All my tanks are planted also. Even my betta jars have java ferns, cryptocorynes, and aponogetons in them. Setting up the 75 gallon soon. Still pricing substrates.


----------



## Mr Aquarium (Jan 18, 2005)

Live Plants, Your fish Will thank you for it.


----------



## Guest (Sep 3, 2005)

plants are great. look awesome and they're healthy for the tank. when i set up my (hopefully) new 150, im going to put some plants in there.


----------



## supaoopa (Sep 1, 2005)

I like to have fish in with my plants. :mrgreen:


----------



## Pareeeee (Jan 22, 2005)

I Love Plants. Period.


----------



## garfieldnfish (Jan 18, 2005)

11 planted tanks (one of them just has extra plants and some snails)


----------



## Magdelaine (Apr 9, 2005)

I've only had a 10 gallon since this spring, and in that I've only had Aponategon bulbs. They have really thrived and have added so much to the tank that I am definitely going to make my new 30 gallon a planted tank. 

If you have had bad luck with plants I would say try the Apo bulbs; they are cheap, easy to find (walmart), and look really lovely.


----------



## Mobydock (Sep 6, 2005)

Live plants look great and are beneficial to the tank. If you don't mind the little extra care, there's no reason not to have them.
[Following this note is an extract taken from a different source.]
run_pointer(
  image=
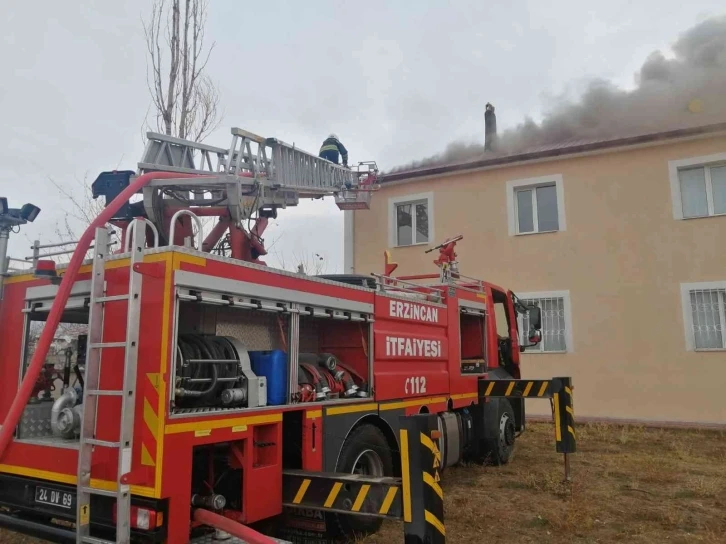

The results of your poll are probably going to be really bias, due to it being posted in the "plants" section.


----------



## Lydia (Feb 6, 2005)

I love plants and I seem to have good luck with them too. I have a whole lot of healthy plants in my 20 gallon, even though it only has 15 watts of light (which I am probably going to change soon). :mrgreen: My fish seem to like the plants too though. Especially my molly. She seems to think they taste awesome. :evil:


----------